Dr Chau is often described as "mysterious" because he rarely gives media interviews, although he owns one of Australia's Chinese language newspapers which is run by his daughter Winky Chau. As well as making donations to Australian political parties in Australia, he has supported cultural institutions including the Australian National Maritime Museum in Sydney, and sponsored the biannual Australia China business dialogue. He was also instrumental in his home state of Guangdong in southern China adopting NSW's school curriculum for the HSC. A father of three and a new grandfather, his daughter Winky Chau, who once worked for former NSW premier Bob Carr, edits the Australian version of News Express Daily, a Chinese language newspaper.

Dr Chau appears to have a dry sense of humour. After more than 70 meetings in China and in Australia over the initial $20 million gift towards the building, he announced: "I am not going to give you $20 million ." Professor Purcell and the vice chancellor gasped. Then Dr Chau continued, recalled Professor Purcell: "'I am actually going to give you $25 million in total, but $5 million is for a scholarship program," he said. "Maybe it was the interpreting, but we did hold our breath for a minute."
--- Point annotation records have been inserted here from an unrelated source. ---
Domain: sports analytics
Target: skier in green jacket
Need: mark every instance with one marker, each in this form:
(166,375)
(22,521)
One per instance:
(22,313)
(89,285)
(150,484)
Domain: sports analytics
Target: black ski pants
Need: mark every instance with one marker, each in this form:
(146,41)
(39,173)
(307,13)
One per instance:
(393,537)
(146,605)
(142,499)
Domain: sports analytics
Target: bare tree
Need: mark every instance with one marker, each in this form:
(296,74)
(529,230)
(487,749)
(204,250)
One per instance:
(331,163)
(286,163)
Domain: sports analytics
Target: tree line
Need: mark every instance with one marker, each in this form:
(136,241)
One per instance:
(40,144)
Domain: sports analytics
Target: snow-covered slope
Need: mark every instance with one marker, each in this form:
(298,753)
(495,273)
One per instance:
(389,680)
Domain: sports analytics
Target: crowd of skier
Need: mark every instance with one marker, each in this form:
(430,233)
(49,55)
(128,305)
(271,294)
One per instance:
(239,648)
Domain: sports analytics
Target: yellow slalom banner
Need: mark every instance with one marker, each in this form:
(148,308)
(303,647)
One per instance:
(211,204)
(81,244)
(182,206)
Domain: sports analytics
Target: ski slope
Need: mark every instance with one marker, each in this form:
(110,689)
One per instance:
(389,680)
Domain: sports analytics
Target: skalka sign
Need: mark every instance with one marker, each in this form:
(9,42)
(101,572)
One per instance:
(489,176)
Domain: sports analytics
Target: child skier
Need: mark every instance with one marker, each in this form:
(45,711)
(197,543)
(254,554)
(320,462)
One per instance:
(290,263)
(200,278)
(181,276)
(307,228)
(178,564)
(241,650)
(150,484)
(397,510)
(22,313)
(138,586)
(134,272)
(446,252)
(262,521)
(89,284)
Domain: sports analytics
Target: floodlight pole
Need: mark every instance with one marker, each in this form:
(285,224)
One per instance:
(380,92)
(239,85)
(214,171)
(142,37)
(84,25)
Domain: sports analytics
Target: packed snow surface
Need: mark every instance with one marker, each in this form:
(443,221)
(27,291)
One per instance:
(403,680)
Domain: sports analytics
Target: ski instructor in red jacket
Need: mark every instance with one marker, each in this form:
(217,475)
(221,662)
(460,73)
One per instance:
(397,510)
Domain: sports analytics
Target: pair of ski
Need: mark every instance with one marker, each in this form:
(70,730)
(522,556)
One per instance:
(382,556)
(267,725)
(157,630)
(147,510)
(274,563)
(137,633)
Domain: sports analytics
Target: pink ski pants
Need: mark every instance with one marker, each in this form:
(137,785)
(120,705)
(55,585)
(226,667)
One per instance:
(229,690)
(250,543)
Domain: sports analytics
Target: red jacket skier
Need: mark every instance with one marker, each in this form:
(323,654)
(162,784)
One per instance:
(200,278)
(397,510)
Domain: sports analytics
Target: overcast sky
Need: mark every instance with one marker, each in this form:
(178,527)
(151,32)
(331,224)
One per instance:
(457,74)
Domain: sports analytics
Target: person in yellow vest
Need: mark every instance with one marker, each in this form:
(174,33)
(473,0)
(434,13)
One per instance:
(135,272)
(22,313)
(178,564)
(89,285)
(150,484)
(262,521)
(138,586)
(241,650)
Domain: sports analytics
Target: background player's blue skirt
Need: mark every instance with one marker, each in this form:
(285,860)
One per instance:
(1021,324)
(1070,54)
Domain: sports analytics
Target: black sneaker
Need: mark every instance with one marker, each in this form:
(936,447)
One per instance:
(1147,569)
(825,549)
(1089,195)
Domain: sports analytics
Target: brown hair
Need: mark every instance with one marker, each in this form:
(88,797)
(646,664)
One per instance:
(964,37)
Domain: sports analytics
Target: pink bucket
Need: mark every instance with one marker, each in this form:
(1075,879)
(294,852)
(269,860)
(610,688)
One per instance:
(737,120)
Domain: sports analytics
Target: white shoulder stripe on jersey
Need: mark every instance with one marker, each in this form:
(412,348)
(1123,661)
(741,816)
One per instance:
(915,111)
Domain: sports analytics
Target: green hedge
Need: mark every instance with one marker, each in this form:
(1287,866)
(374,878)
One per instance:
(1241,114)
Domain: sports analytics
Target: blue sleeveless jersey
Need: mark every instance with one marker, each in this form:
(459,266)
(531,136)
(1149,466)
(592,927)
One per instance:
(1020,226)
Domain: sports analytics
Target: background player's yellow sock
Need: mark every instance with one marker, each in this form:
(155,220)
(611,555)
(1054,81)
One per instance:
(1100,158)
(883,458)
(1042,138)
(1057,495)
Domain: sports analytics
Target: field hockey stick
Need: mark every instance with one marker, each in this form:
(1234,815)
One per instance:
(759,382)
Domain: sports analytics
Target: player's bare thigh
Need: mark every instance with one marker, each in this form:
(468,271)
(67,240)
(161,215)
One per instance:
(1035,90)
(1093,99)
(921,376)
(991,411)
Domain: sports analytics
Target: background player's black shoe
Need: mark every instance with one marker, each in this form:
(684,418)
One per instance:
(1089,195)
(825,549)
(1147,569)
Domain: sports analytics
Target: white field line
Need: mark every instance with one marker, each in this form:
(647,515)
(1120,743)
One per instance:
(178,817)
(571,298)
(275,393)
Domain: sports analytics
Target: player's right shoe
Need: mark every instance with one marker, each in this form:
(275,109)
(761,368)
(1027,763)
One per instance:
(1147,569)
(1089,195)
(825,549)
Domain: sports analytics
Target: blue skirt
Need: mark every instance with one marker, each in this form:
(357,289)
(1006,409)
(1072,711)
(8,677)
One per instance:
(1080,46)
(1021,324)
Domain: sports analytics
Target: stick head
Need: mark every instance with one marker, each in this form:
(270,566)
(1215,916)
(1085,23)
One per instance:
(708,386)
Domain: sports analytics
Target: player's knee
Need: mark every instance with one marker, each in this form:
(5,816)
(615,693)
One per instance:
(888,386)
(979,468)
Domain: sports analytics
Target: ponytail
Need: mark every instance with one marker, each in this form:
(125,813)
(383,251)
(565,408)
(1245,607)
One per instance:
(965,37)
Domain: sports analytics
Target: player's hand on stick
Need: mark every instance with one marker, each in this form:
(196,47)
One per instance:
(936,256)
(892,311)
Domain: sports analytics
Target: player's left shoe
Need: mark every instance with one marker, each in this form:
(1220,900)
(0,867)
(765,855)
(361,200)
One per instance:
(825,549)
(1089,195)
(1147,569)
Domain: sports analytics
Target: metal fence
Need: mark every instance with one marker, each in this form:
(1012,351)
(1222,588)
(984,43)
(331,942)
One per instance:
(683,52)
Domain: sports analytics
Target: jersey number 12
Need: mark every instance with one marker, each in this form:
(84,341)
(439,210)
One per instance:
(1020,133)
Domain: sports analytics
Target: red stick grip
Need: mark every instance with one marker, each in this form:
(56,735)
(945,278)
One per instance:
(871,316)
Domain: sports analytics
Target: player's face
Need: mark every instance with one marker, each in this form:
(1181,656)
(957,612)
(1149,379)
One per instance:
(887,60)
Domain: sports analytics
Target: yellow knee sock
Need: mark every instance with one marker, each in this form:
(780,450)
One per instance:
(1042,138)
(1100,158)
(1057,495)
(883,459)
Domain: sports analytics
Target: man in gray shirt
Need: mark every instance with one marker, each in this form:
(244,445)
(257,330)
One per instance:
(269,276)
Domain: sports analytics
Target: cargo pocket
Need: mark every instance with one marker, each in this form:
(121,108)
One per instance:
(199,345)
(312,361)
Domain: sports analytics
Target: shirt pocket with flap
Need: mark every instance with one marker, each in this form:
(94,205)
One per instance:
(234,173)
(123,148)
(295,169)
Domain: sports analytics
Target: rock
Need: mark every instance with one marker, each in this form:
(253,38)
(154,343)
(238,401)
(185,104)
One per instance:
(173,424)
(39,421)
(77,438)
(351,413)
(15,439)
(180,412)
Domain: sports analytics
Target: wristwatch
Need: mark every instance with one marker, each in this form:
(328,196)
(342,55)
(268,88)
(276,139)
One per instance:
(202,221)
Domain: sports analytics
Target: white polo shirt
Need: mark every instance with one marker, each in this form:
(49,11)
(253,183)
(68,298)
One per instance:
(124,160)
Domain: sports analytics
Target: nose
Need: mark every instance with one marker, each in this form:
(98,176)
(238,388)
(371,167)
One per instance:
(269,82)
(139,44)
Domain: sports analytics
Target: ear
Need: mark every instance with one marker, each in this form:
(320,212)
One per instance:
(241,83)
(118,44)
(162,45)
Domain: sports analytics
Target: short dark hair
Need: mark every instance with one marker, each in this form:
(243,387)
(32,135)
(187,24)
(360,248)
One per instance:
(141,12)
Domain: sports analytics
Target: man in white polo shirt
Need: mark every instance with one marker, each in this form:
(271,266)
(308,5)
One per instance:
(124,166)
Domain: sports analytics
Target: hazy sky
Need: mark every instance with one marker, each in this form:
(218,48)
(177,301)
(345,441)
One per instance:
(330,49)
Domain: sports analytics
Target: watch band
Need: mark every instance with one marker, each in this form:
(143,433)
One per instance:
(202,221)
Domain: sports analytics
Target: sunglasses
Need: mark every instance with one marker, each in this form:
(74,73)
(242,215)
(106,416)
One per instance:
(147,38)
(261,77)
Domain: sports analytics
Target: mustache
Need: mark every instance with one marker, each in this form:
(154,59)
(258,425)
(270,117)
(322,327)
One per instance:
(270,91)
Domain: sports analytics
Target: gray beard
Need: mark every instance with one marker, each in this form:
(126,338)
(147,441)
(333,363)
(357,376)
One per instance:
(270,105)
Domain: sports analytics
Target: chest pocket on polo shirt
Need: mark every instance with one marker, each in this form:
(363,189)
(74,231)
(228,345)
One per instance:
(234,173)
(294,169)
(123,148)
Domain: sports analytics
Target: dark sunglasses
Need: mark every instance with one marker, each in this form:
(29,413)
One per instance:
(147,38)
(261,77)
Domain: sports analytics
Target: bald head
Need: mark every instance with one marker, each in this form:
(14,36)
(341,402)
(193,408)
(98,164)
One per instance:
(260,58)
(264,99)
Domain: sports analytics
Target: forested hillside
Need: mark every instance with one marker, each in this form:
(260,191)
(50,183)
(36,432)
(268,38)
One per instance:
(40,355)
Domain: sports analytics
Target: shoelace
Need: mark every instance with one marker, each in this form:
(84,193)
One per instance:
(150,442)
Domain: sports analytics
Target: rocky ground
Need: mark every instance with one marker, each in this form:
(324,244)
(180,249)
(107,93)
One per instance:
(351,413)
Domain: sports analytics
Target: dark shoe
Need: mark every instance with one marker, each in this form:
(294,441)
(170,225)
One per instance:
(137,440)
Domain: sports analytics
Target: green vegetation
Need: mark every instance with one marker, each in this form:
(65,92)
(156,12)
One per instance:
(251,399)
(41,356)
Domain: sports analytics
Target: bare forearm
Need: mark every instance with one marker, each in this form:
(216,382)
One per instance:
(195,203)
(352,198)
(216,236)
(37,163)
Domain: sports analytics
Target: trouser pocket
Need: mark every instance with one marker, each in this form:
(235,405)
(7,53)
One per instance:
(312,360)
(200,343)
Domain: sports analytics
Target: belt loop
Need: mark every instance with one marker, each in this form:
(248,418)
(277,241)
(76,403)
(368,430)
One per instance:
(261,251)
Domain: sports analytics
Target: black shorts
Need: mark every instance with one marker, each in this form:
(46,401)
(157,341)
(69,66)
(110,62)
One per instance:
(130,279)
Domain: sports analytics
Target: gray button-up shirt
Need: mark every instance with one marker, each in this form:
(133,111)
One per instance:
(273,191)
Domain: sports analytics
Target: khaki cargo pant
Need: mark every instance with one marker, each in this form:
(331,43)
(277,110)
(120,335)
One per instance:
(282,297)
During construction, Dr Chau visited frequently, inspecting it with the sharp eye of a builder. "I always insist on every project in which we invest must be at the pinnacle of innovation and quality. This may not be the quickest way, but it is without doubt the correct way," he said. "This may not be the quickest way, but it is without doubt the correct way," he said.

Facts and figures

Number of straight columns: One
Sharpest angle: 72 degrees
Length of the longest unbroken column: 13.78 metres
Number of bricks: 320,000 bricks were laid by hand to create the tessellated facade using five custom-made brick types, manufactured by Austral Bricks in Bowral. Each brick was connected to the infrastructure using a brick-fixing system developed for the project. The bricks were so difficult to lay that master bricklayer Peter Favetti came out of retirement. Because the walls are curved, and many of the bricks stick out at angles, laying the bricks took five times longer than traditional face-finished bricks.
Best spot to see it: ABC managing director Mark Scott's office in the adjacent ABC building. Frank Gehry went to the area to get his first good look at the site in late 2009.
Numbers of workers: About 1500 during construction.
Number of students and staff it will accommodate: 1630
Environmental ratings: 5-Star Green Star rating thanks to features such as the air-conditioning system, which works similar to a sensor light in that it adjusts on and off with people in the room, and Gehry's innovative lighting specialist who eliminates the need for most exterior lights by making internal lights cast a light outside.